We have never seen a larger congregation at the Cathedral and many people were disappointed of gaining admission to the subdeanery church. St Pancras and St Richards were both packed and the free churches also had large admissions.

They sang or recited the Te Deum, joined in hymns like 'Now thank with all our God' and 'O God, our help in ages past' and rose to patriotic fervour in rendering the National Anthem. They joined in prayer of gratitude for victory, for the valour of the fighting forces who had made it possible and remembered with honour the sacrifices of the fallen.

There were many members of the forces at these services and civilians of every age.

The band continued playing at the cross until 9pm, with bursts of singing and cheering, impromptu processions round the Cross, making up a scene of much animation. There was a considerable element of sailors, soldiers, airmen and members of the women's services, parties of whom, with linked arms, and colours flying, paraded the streets singing patriotic choruses or popular ditties. One party of young khaki-clad men formed a ring at one spot and started a dance on their own. Laughter and good humour held the field everywhere.
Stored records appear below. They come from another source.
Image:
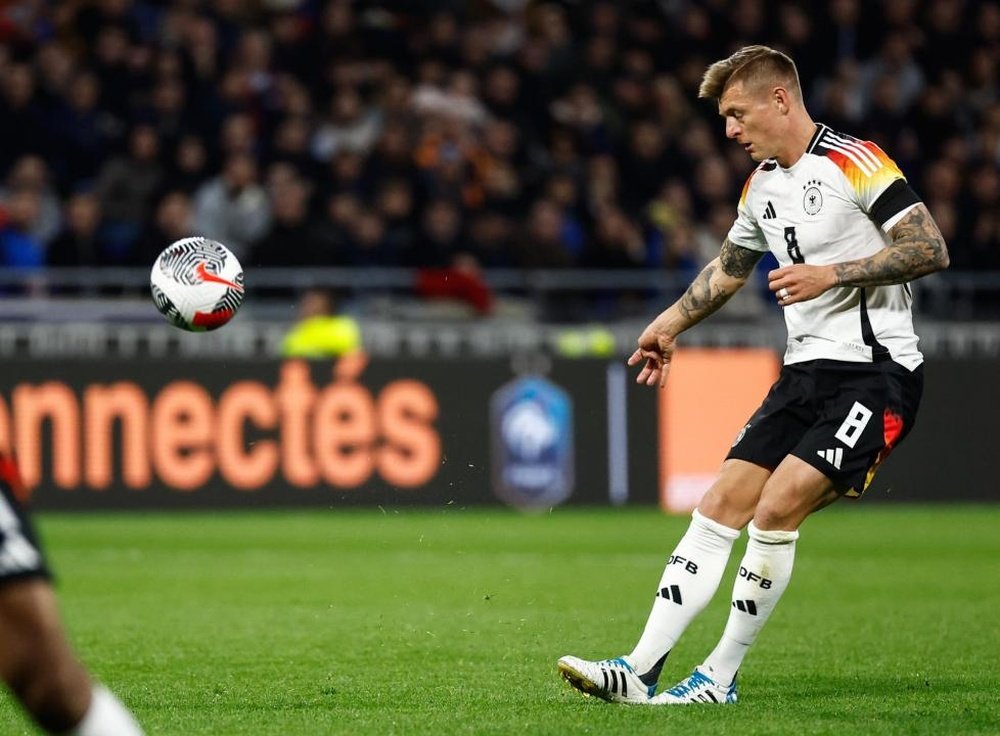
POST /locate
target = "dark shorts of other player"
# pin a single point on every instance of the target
(21, 556)
(842, 418)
There was a lull for the broadcast of the King's speech at 9pm, after which the band headed a tremendous following of people, singing and cheering to the Cattle Market, where dancing went on in an effectively illuminated area until 10.30 and radio music being used there afterwards. When it became sufficiently dark the crowd remaining in West Street greatly admired the illumination of the City Cross and the assembly there became considerably augmented for the flood lighting of the Cathedral which can only be described as a very beautiful spectacle.

The effect was enhanced by the inside lighting, revealing the many colours of the stained-glass windows, except those still protectively covered - a reminder that there was an occasion when a German nuisance raider dropped a bomb at no great distance from this building. A late peal on the bells harmonised with the impressiveness of the scene and a great many people visited the interior of the cathedral.